On the other hand, while Tre Kronor did celebrate their World Championship there in 1998, in 2006, the fans met their Olympic gold medal team in freezing cold on the south side of town, and in 2013, the Sedins showed off the trophy in Kungstradgarden, a park two blocks from Sergels Torg, which had been deemed too small and compact for such events.

But this time, they were back to celebrate the nation’s tenth World Championship. While the hockey family certainly is growing, and while there is increased parity in the top division of the World Championship, Sweden now joined a select group of countries whose Worlds gold medals count in double-digits.

The Big Four with ten gold medals or more are Russia (including the Soviet Union) with 27 titles, Canada 26, the Czech Republic (including Czechoslovakia) 12, and now Sweden, with ten. Next on the list are Finland and USA, both with 2 titles.

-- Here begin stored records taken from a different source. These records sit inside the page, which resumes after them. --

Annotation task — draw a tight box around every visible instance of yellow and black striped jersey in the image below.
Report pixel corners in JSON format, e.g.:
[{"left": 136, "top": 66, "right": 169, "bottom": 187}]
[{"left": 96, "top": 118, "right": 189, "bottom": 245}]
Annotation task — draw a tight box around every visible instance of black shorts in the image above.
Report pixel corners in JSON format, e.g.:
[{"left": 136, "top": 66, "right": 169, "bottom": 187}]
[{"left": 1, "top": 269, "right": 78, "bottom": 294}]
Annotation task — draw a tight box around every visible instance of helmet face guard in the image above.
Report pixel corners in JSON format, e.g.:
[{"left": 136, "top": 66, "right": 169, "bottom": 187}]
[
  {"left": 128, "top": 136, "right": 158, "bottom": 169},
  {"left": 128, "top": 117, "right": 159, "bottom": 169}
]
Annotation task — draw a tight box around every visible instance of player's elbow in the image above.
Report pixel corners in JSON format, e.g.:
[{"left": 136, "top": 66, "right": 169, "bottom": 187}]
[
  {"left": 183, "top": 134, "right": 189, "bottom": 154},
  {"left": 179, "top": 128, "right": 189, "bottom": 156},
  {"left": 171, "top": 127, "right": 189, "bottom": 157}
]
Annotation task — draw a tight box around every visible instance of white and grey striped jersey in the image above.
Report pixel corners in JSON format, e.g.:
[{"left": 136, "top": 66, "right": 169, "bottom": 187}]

The team’s plane from Cologne was delayed so the team missed their airport press conference, but not their meeting at the Royal Palace. King and Queen were in Indonesia on a state visit, or as Anton Stralman put it: “The King wasn’t at home, but we got to meet some other members of the family.”

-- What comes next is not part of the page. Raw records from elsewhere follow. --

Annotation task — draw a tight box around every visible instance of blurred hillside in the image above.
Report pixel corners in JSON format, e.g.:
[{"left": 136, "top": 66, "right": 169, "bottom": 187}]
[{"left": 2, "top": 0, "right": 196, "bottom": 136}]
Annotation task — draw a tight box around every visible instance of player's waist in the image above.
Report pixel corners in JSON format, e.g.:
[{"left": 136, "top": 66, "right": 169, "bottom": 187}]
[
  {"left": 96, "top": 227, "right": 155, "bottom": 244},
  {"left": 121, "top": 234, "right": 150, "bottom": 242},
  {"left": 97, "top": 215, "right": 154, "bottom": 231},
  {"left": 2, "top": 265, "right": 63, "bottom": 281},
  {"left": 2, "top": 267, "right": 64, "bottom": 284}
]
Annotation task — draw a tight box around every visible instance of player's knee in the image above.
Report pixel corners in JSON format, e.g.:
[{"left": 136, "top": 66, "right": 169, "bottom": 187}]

Stralman, who told Swedish media before the final that he had never won anything in his career, including in minor hockey, was greeted with huge applause when it was his turn to hoist the trophy.

“I’m not the biggest loser anymore,” he said after the final.

But, while no player ever wins a title on his own, and while every player on the Swedish team, to a man, talked about the strength of the team and what a “great group of guys” they had together, some got a little more attention than others, and they came in pairs.

Two of them were Nicklas Backstrom, who was credited with the golden goal, and William Nylander, the tournament MVP, who once again recapped their story of how Backstrom spent a lot of time at the Nylander house as an NHL rookie, playing ping-pong with Willie, while teammates with his father, Michael.

“It actually did occur to me that I won my first World Championship as an 18-year-old in Riga in 2006 with Michael, and now my second with his son,” he said.

And in Nylander, the baby-faced hero, Swedish hockey fans have their latest teen idol.

The biggest cheers were reserved to the twins from Gothenburg, the Lundqvist brothers. Henrik Lundqvist, the King, joined the team late and played only five of the ten games, but posted a tournament-best 94.57 save percentage and also shut out Canada in the shootout while Joel Lundqvist was the captain of the team.

It was the first time the brothers played in a World Championship together, and for Henrik, it was his first World Championship gold medal. After the final Joel welcomed his twin brother “to the [champions’] club” while becoming the fourth Sweden to have won three gold medals, together with Sven Tumba, Mats Sundin, and Jonas Bergqvist.

“It’s been a fantastic two weeks with these guys, and to feel the support from home, too,” said Henrik.

“Naturally, this championship is special to me, it’s always been my dream to get to win a title together with Henrik,” said Joel.

Just before the team took the stage, Prime Minister Stefan Lofven said a few words to the crowd, recapping his emotions when Lundqvist stopped the last Canadian shot.

“I think the entire country erupted and it was heard all the way in Canada,” he said.

That was a metaphor, although the celebrations from Sergels Torg were surely heard inside the Canadian Embassy, located in a building next to the square.

If Canadians were upset by the loss, it didn’t show. The Maple Leaf was still flying at full mast.